The Telegram Effect:
Compress your haiku, but be sure the omission of words (especially the articles a, an & the) doesn't chop it into ungainly pieces.
Lifeless Verbs:
The is & have families result in pictureless & actionless verses. Use action verbs instead.
Past or Future Tense:
Haiku usually happen now. Past & future tenses remove us from the action & often use more words (weak ones like has, have, will).
Adjectives and Adverbs:
Use sparingly. Look for ones made from noun or verb roots. Avoid very, much, any, many, few, & all-inclusive words like every, all, always, never, everyone.
I:
Overuse of 1st person pronouns It's riskier in haiku than in senryu because senryu deals with humans.

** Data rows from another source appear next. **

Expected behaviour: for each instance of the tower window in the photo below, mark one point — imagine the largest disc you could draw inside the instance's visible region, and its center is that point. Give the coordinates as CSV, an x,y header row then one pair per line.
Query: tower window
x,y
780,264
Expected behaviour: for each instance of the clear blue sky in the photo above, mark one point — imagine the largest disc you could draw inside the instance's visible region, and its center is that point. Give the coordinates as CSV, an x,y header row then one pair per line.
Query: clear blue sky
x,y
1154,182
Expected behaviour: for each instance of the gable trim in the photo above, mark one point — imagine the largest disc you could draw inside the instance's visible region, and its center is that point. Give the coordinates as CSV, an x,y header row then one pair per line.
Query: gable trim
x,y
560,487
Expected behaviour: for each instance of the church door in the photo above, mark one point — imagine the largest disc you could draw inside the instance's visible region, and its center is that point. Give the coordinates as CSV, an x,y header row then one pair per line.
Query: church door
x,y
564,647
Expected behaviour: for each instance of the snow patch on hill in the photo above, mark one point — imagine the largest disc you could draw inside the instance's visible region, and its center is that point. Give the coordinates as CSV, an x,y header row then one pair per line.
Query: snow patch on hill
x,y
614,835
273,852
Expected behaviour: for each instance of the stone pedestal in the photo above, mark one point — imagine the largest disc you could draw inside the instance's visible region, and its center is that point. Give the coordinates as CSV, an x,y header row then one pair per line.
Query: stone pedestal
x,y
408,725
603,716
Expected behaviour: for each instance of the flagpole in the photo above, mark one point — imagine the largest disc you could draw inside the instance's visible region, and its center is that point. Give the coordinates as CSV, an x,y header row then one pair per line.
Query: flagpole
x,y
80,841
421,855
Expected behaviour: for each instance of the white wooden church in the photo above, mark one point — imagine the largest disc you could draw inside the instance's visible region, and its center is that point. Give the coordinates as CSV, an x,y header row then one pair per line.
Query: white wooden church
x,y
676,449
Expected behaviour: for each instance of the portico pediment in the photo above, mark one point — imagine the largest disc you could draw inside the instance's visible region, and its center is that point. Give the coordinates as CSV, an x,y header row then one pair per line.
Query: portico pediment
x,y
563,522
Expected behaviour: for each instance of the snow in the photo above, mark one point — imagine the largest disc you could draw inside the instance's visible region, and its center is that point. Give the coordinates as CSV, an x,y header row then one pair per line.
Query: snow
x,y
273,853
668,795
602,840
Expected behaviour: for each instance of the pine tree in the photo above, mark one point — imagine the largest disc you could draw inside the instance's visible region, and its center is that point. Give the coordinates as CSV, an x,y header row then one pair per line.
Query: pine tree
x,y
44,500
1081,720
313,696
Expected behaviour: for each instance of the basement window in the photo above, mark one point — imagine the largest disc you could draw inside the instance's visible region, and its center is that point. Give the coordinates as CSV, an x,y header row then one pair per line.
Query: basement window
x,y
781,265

Put emphasis on the image, not the person.
Padding:
Don't throw in words just to conform to a 5-7-5 or other imagined patterns. Either revise to find 17 strong, useful syllables or go for a shorter verse.
Kigo:
Kigo is a word or phrase associated with a particular season. It is nature unbridled. One season word is enough, let strong words do their job: pavement wet with rain is redundant.
Abstractions:
Not Supported by Concrete Imagery? Let imagery suggest the point; don't state it baldly. Proverbs masquerading as haiku are likely to run into trouble.